Gomes também explica que a dinâmica do mercado exige "adaptação natural" em cada setor. "[A jornada] Para os jornalistas é muito diferente dos professores, das pessoas que trabalham no restaurante, nos hospitais, portanto, mesmo uma economia que funciona com um fim de semana de dois dias, é muito diferente para toda a gente [...] Uma semana de quatro dias não seria o mesmo para as pessoas que trabalham no restaurante, ou nos bancos", afirma, destacando ainda que a redução da escala de trabalho e o ganho do tempo livre não se voltam apenas a momentos de lazer, mas permitem se ter novas ideias que beneficiem o mercado, e como colocá-las em prática. 

O professor de psicologia do Centro Universitário de Brasília (Ceub) Carlos Manoel Rodrigues complementa que a falta do tempo de descanso causa uma perda cognitiva que impacta na criatividade em si. "Com os períodos longos de trabalho, sem o descanso, a gente tem uma redução da capacidade da memória que vem aos 40%, a partir de 45 anos, por exemplo, porque você já tem o efeito do envelhecimento, mas também tem o efeito desse estado de alerta constante", explica.

Além disso, Rodrigues reforça que trabalhadores que conseguem desconectar-se do ambiente de trabalho têm mais oportunidades de vivenciar experiências variadas, o que contribui para a criatividade: "A questão não é só o fato do tempo, mas a qualidade desse tempo de descanso. Por exemplo, trabalha de segunda a sexta, mas sábado, domingo, você está no celular respondendo coisas de trabalho, então, você não está descansando". "O tempo livre não é tempo morto para a economia [...] Vamos aos restaurantes, aos hotéis, à cultura, aos teatros, cinema, e portanto há muitas indústrias que [se] beneficiariam diretamente de mais tempo livre", complementa.

Resistência ainda é generalizada

Apesar das pesquisas já realizadas, os pesquisadores explicam que, mesmo em países nos quais os testes alcançaram alto número de empresas e colaboradores, existe uma tendência natural à mudança que vem do próprio setor da economia. 

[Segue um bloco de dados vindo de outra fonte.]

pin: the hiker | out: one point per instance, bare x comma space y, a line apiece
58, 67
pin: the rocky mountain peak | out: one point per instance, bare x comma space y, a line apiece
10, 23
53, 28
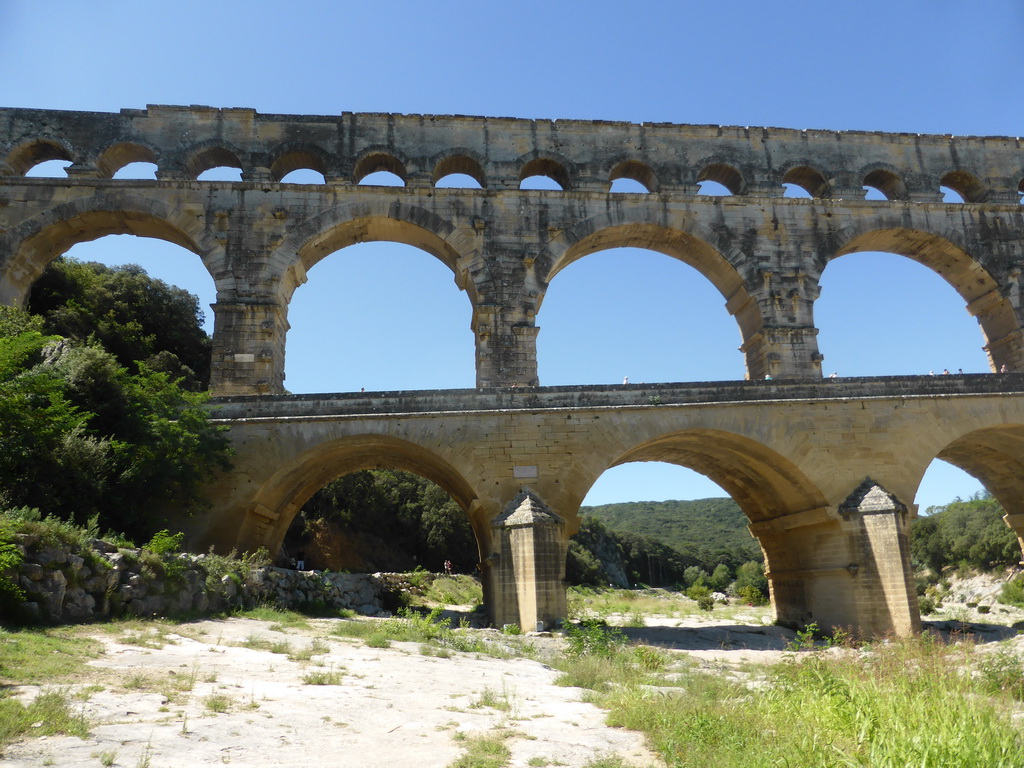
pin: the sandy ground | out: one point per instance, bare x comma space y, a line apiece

"Há a visão de que, se baixarmos [o tempo de serviço], se trabalharmos menos, a economia vai cair, o PIB vai baixar [...] Depois há uma certa visão um pouco moralista, um pouco filosófica, [de] que o nosso valor vem do trabalho, temos de estar a trabalhar [...] quando não estamos a trabalhar, estamos preguiçosos, não contribuímos [com a sociedade]", explica Pedro Gomes. 

Gabriela Brasil argumenta que a falta de aprofundamento no debate, que apresente dados e testes já realizados, pode criar um cenário que facilite a disseminação de mitos. Um exemplo seria como, nas últimas audiências públicas para debater a diminuição da escala 6x1, deputados críticos à PEC defendiam, sem embasamento, que, caso a PEC fosse aprovada, as empresas teriam mais gastos em contratações, cujos custos recairiam sobre os próprios trabalhadores.

"Quando os empresários e os empregadores entendem que a redução da jornada, por exemplo, pode diminuir o absenteísmo, aumentar a produtividade, melhorar a rentabilidade, atrair talentos, aí a gente começa a sair do campo das opiniões vagas e do senso comum e entra no terreno das possibilidades reais", alerta.